If you run the installer and install to hard disk you are responsible for partitioning your drive properly and selecting the correct drive or partition.
Different operating systems have different kernels. For Linux users, this means using operating systems built upon the Linux kernel.
What the question author is referring to is No luck. It says in the bios there may be problems using advanced mode without a driver. Unfortunately, basic mode works terrible in windows! For completeness, in addition to @Bucic's steps -- (4) accept the new grub boot loader (1st option). In case you would like to see exactly what changes, do a comparison to check, but it'll probably just rewrite your Grub conf file with the new kernel info you want. Additionally, this is the much safer route, which will also upgrade your Linux version: This entry should be changed so it also instructs the user to install the linux-image-extra package because without it some things might not work - like an USB keyboard you use for entering the password to decrypt your disk.mkdir kernel\ v3.3.1-precise && cd kernel\ v3.3.1-precise wget dpkg -i linux-*sudo update-grub sudo reboot now mkdir kernel\ v3.3.1-precise && cd kernel\ v3.3.1-precise wget dpkg -i linux-*sudo update-grub sudo reboot now sudo apt-get update sudo apt-get install python-bs4 cd /tmp rm -rf medigeek-kmp* wget https://github.com/medigeek/kmp-downloader/tarball/master -O gz tar xzf gz cd medigeek-* python -d I was just thinking of this type of tool since I crashed because apt did not install dependencies for me.

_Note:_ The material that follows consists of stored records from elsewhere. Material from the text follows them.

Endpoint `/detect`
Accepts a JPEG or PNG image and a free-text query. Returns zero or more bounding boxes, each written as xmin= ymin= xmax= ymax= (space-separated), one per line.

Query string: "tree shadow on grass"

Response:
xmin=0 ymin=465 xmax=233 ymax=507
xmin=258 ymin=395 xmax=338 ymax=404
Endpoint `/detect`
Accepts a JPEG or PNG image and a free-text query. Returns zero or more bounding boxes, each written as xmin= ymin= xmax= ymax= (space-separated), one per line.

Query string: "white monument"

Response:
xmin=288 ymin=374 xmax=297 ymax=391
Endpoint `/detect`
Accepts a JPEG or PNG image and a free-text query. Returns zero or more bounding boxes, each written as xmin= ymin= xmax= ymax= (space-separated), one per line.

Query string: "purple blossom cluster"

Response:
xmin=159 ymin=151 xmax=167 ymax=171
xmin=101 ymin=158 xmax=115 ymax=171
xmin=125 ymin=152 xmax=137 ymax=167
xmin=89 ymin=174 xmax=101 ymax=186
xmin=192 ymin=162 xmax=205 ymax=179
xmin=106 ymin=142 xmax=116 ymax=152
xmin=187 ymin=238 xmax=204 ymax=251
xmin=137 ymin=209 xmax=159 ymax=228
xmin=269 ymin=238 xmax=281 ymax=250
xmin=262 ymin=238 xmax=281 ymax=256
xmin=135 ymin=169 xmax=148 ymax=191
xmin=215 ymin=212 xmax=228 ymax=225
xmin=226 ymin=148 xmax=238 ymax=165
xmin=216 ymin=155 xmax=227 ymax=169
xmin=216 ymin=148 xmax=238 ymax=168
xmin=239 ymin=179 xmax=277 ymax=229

I was coming from the 64-bit Utopic lowlatency kernel (3.16.0-31) in the standard repo. You would think that apt was all about dependencies. A script can be updated for the latest release or search for one and let the user choose.
It is necessary to make and install a new kernel from the new sources and then reboot the system to actually run the new kernel.
Making a new kernel from the new sources is basically the same process as making a kernel when installing the system.